Majority of Android infection I know of was from installing apps outside Playstore. Android allows to do this easily while you have to jailbreak or use some other really inconvenient method in iOS to install apps outside Appstore. This alone would make iOS much secure for average users who keep falling victims to silly scams outside the store. Like "download free ram", "Your device is infected with 5000 virus, download free Kasperdefender pro plus premium antivirus to clean and boost your phone" etc.Some people download cracked paid apps and get victims to malware. iOS doesn't allow this easily so the average users stay safe from making these mistakes. The more restricted an OS is, the harder it is to get infected.
But users who are even a little aware of it won't fall victims to such silly scams. Like myself, I'm not even an advanced user but I've stayed safe from malware on Android for many years without using real time Antivirus. I only use adblock. I had downloaded some antivirus but they didn't last more than 2-3 hours on my phones as they never find any malware. Yes, there have been malware apps sneaking into Playstore from time to time but those apps feel scammy just by looking at description and install numbers. Security forum users won't fall victims to such things.

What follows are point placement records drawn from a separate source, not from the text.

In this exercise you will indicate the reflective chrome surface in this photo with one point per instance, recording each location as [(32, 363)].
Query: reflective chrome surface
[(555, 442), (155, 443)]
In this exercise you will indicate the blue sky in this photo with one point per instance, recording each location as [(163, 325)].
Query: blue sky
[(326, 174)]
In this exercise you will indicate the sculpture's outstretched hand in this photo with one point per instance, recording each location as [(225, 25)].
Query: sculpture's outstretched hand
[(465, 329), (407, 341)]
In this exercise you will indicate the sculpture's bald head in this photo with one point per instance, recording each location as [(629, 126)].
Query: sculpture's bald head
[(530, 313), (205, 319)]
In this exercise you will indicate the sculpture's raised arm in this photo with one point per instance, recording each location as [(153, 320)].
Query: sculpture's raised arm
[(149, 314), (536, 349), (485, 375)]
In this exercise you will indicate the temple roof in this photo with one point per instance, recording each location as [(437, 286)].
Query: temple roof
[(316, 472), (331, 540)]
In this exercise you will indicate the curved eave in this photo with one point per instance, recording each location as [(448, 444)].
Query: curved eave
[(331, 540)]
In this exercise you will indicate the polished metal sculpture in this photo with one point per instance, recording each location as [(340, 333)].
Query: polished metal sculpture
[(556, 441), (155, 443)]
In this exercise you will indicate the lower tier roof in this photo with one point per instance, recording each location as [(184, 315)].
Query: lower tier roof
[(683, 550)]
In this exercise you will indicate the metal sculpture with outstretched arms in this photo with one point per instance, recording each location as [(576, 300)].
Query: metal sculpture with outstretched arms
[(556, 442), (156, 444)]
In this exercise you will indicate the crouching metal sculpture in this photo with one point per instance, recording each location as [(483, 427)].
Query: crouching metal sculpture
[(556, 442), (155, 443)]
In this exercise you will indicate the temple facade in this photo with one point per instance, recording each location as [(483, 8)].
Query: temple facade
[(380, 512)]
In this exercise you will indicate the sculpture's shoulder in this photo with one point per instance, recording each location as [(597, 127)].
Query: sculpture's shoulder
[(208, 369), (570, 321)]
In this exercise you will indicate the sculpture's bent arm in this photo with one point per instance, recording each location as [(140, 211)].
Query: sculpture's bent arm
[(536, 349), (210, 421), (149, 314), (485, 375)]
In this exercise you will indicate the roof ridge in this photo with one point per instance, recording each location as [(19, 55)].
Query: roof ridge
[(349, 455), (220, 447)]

However OS updates is a problem for Android. Vulnerabilities are patched late or stay unpatched forever. Hopefully Project Treble, which is supposed to make newer Android updates much faster and easier for OEMs to optimize will solve Android updates issue to a certain degree. iOS is great with security updates. There may be planned obsolescence by Apple which slow down iPhones over time but you get quick security patches for 5 years. On Android its like 3 years for flagship phones.